Student: A plane is carrying 204 bricks, one falls out, how many are left?
Teacher: 203
Student: How do you put an elephant in the fridge?
Teacher: You can't.
Student: Yes, you can. Open the fridge door, put the elephant in.
How do you put a giraffe in the fridge?
Teacher: Open the door, put in the giraffe?
Student: No, take out the elephant, put in the giraffe.
The Lion King is having a party, who isn't there?
Teacher: Let me guess, the lion.
Student: No, the giraffe, he's stuck in a fridge.
Sally has to cross a river full of vicious alligators to get to safety, she gets across safely how?
Teacher: She stepped on the alligators?
Student: No, the alligators are at the party.
Sally dies anyway, how?
Teacher: She frowned?
Student: No, she was hit in the head by a falling brick.

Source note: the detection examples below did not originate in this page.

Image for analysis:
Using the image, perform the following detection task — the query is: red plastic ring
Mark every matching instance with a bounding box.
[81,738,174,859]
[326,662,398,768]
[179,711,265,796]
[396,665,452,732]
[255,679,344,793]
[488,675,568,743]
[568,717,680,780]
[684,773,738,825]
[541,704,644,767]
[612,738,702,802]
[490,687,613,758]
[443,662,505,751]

Teacher said, "You never do your homework," so I shot her 7 times with a M1 BushDid911 and replied, "It's all in my backpack, can you grade it please?"

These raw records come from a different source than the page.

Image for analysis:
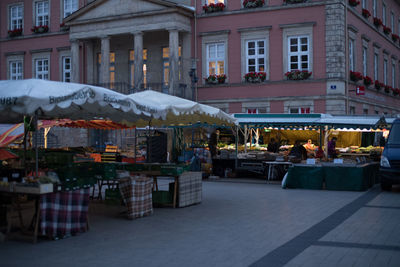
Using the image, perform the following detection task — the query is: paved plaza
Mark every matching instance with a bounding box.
[0,180,400,267]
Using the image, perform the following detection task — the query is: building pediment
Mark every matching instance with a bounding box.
[64,0,193,25]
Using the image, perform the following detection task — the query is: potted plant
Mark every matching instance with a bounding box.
[350,71,363,82]
[374,17,382,28]
[383,25,392,35]
[285,70,312,80]
[8,28,22,37]
[349,0,360,7]
[361,8,371,19]
[364,76,372,87]
[243,0,265,8]
[244,71,267,83]
[203,3,225,13]
[31,25,49,33]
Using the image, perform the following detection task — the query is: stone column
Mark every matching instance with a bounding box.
[86,41,95,84]
[169,29,179,95]
[99,36,110,87]
[181,33,193,99]
[133,32,143,90]
[70,39,79,83]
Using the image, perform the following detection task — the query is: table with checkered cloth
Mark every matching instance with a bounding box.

Boy: Hello, Mom, can I have $50?
Mom: Does it look like I am made of money?
Boy: That's what M.O.M. means, right?
My worst fear is being trapped in a lift with a man who is confident he can fix it.
Why are orphans lucky?
Because they can get in trouble and nobody can tell their parents.

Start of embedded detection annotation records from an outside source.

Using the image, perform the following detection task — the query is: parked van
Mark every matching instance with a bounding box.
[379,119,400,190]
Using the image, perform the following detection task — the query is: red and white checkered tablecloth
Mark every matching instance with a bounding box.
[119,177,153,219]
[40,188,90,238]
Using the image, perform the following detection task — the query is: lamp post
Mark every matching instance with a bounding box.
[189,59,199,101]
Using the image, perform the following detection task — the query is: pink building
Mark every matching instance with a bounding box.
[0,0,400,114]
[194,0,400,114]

Dad: I'll pay you 10 bucks for every day you don't tell a lie.
Next day:
Dad: Son, what's the ugliest thing you've ever seen?
Son: That ugly face of yours, go get a life, gosh, Dad, you're embarrassing.
The dad sulked for 3 whole years.
Proof that words really can hurt.
Boy: "Why can't you get a family?"
Me: "Why can't you get a rope?"
Boy: "What do you mean?"
Friend and me: "We can show you."
Me: "I will tie the rope."
Friend: "I will push the chair."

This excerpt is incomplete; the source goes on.